Their fifth point is about restoring the right to strike. Compared to other countries, there are really few strikes in our country. Perhaps because we are not yet ideologically advanced enough, but no one took away the right to strike from the workers. It is up to them and their interest representatives whether they stop work and take to the streets. If they don't live with it, it's their own decision. Not like, for example, in Germany, where civil servants and civil servants - including teachers - cannot strike. I would look at the teachers' protestors in Germany, for example, as they are fired in a completely legal way on the night of a difficult (striking) day. Starting to catch up with the wages of the entire public sector is a good-sounding demand, but you should know that the catch-up has already started. Unfortunately, not only qualified teachers can receive as many salary increases as, for example, an untrained representative. And I would watch it - although I'd rather not! - what would today's opposition use to settle teacher salaries.

I don't want to respond to all the points, but I would definitely highlight one, the rubber bone of the lack of press freedom. Just because they are mentioned many times does not make them right.

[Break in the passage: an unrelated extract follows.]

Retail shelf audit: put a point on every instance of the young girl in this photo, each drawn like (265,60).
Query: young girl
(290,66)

The famous company would try to write and say what it thinks in the world of Western press freedom. They wouldn't get a forum for it, their violent opposition papers would be banned for reasons of constitutional protection, the frequency would be taken away, they would be made impossible, I could list the German examples. Anyone who does not enter at the same time will not be given the opportunity to appear, a microphone, etc. The latest news is that, on the recommendation of the green German Ministry of Economy, the state would subsidize privately-run dailies, publishers, and advertising newspapers with hundreds of millions of euros per year. This would make the federal government the most important patron of the media. In addition to public service TV channels, the state would also finance the printed press. We know the proverb well: he who pays, orders the bill. In this case, the media content.

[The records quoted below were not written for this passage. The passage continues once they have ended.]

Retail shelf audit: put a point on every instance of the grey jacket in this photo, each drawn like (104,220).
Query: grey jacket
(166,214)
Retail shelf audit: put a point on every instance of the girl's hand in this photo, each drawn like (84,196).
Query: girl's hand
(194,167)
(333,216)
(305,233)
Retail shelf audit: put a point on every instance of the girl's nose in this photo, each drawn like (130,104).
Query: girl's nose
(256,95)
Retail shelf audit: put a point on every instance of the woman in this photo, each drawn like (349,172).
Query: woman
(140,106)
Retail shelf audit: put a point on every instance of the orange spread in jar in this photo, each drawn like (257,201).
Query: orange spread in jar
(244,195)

The cordon-breaking fathers-in-law are in the wrong role, they were not chosen as street fighters. They leave that task to their voters! When I read and hear such a mixed-up text, I am horrified by the (lack of) standard. What kind of meaningful work can these representatives contribute to the creation of laws? I wonder why the passive suffrage does not include conditions in terms of education, language skills, professional practice, and experience? Which, by the way, is what every employer demands from their employees. We need soft words, unfulfillable promises, and cosmeticized biographies that deceive voters. One would expect something different from the father-in-law and mother-in-law who are responsible for the fate of the country.